2.13. Uit het vorenstaande volgt dat de beroepen van appellanten
sub 1, 2 en 3 voorzover gericht tegen de in geding zijnde concrete beleidsbeslissing voor De Loop II gegrond zijn, zodat het bestreden besluit in zoverre dient te worden vernietigd.
De beroepen van appellanten sub 1 en 2 voorzover gericht tegen de in geding zijnde concrete beleidsbeslissing voor De Berk II zijn ongegrond.
2.14. Verweerders dienen op na te melden wijze in de proceskosten van appellanten sub 1, 2 en 3 te worden veroordeeld.

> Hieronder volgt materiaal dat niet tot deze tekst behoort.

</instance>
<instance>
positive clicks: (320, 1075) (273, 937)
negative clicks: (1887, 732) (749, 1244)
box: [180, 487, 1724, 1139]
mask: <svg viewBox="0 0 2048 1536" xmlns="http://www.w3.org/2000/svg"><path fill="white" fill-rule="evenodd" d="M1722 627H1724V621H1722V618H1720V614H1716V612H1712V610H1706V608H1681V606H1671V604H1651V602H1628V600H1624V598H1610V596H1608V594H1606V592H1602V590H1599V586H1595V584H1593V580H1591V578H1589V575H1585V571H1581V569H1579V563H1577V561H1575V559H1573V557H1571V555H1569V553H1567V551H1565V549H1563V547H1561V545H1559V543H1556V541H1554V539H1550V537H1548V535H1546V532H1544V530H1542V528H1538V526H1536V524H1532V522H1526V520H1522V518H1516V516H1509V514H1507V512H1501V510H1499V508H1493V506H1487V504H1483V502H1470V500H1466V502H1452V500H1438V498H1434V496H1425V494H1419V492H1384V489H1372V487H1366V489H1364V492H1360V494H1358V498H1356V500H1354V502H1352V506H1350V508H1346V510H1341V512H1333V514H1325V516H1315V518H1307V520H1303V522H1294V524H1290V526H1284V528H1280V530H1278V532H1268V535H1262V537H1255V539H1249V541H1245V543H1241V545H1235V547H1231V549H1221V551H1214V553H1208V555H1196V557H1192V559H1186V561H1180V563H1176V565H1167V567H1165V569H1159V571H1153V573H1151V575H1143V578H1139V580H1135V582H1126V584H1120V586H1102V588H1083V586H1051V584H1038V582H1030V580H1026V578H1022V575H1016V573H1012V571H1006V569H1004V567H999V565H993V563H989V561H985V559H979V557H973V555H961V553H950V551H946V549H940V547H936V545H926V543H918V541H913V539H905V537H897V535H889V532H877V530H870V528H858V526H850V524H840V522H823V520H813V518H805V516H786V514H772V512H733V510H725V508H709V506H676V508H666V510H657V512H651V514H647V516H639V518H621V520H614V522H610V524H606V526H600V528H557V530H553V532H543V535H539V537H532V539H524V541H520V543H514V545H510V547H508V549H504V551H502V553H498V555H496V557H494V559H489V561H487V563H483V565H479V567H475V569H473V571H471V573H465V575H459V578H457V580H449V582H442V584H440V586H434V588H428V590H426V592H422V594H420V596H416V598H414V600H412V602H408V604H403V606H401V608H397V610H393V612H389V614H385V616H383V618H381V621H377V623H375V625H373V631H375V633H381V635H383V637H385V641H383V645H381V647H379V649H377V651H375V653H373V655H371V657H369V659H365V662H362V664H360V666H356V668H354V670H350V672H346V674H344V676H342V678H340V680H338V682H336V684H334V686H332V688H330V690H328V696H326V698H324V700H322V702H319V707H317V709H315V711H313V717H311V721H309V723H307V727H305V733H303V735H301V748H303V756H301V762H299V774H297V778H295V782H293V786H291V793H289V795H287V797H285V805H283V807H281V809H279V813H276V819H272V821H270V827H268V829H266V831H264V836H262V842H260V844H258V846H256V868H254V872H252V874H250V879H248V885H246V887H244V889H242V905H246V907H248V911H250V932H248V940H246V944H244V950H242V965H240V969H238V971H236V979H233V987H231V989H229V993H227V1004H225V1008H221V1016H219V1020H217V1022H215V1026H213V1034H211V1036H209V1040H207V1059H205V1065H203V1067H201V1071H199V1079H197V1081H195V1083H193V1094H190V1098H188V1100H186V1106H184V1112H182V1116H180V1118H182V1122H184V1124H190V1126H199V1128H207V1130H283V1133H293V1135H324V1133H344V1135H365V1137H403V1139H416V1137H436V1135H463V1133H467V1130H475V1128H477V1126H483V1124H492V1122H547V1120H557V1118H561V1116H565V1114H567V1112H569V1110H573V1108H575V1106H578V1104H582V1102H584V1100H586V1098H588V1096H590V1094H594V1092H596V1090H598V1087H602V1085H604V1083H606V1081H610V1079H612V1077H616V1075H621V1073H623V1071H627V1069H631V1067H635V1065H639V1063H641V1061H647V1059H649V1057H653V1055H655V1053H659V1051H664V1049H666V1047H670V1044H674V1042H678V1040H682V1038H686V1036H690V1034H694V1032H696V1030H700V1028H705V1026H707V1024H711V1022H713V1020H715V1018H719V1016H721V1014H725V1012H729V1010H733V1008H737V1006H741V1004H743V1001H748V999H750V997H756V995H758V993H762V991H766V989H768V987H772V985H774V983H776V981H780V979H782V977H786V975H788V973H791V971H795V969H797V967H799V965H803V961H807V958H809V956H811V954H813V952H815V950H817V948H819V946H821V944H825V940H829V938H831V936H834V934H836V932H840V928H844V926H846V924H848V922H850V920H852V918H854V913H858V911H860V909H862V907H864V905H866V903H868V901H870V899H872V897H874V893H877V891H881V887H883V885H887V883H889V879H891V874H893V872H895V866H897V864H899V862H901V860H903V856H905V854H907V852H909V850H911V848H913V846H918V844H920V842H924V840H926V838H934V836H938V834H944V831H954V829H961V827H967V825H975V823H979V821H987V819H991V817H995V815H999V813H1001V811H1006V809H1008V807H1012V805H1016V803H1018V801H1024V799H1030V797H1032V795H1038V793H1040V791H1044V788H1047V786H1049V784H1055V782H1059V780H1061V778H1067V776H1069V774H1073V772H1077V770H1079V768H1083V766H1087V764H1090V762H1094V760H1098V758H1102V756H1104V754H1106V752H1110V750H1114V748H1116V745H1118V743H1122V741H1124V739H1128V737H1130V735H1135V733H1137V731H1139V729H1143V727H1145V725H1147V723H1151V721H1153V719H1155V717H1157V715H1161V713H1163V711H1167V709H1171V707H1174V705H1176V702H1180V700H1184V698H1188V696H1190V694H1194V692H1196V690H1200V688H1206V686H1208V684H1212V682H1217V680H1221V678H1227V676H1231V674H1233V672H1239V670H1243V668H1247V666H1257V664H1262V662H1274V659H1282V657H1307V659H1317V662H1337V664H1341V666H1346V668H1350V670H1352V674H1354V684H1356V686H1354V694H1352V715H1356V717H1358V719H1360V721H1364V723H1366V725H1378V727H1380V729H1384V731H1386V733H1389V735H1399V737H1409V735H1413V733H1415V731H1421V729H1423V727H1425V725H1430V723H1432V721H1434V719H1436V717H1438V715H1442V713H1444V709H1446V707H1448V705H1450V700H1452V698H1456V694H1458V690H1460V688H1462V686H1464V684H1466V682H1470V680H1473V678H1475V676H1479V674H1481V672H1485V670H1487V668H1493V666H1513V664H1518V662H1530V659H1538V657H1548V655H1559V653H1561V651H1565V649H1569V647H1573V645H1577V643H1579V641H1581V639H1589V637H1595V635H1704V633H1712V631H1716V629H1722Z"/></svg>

De Afdeling bestuursrechtspraak van de Raad van State
Recht doende in naam der Koningin:
I. verklaart zich onbevoegd kennis te nemen van de beroepen van appellanten sub 1 en 2 voorzover deze betrekking hebben op de in het bestreden besluit voor de aanleg van de spoor- en waterontsluiting aangeduide gebieden;
II. verklaart het beroep van appellanten sub 3 in zijn geheel, en de beroepen van appellanten sub 1 en 2 deels gegrond;
III. vernietigt het besluit van provinciale staten van Limburg van 21 februari 2003, statenkenmerk C-126, registratienummer 03/3112, voorzover het betreft de hierin opgenomen concrete beleidsbeslissing voor De Loop II;
IV. verklaart de beroepen van appellanten sub 1 en 2 voor het overige ongegrond;
V. veroordeelt provinciale staten van Limburg in de door appellanten sub 1, 2 en 3 in verband met de behandeling van de beroepen gemaakte proceskosten tot een bedrag van € 1074,94; het bedrag dient door de provincie Limburg te worden betaald aan appellanten:
- aan appellant sub 1 een bedrag van € 698,47, waarvan een bedrag groot
€ 644,00 is toe te rekenen aan door een derde beroepsmatig verleende rechtsbijstand;
- aan appellante sub 2 een bedrag van € 54,47;
- aan appellanten sub 3 een bedrag van € 322,00, dat geheel is toe te rekenen aan door een derde beroepsmatig verleende rechtsbijstand;
VI. gelast dat de provincie Limburg aan appellanten het door hen voor de behandeling van de beroepen betaalde griffierecht vergoedt:
- aan appellant sub 1 een bedrag van € 116,00;
- aan appellante sub 2 en appellanten sub 3 elk een bedrag van € 232,00.
Aldus vastgesteld door mr. R.J. Hoekstra, Voorzitter, en mr. R.H. Lauwaars en mr. M.W.L. Simons-Vinckx, Leden, in tegenwoordigheid van mr. R.F.J. Bindels, ambtenaar van Staat.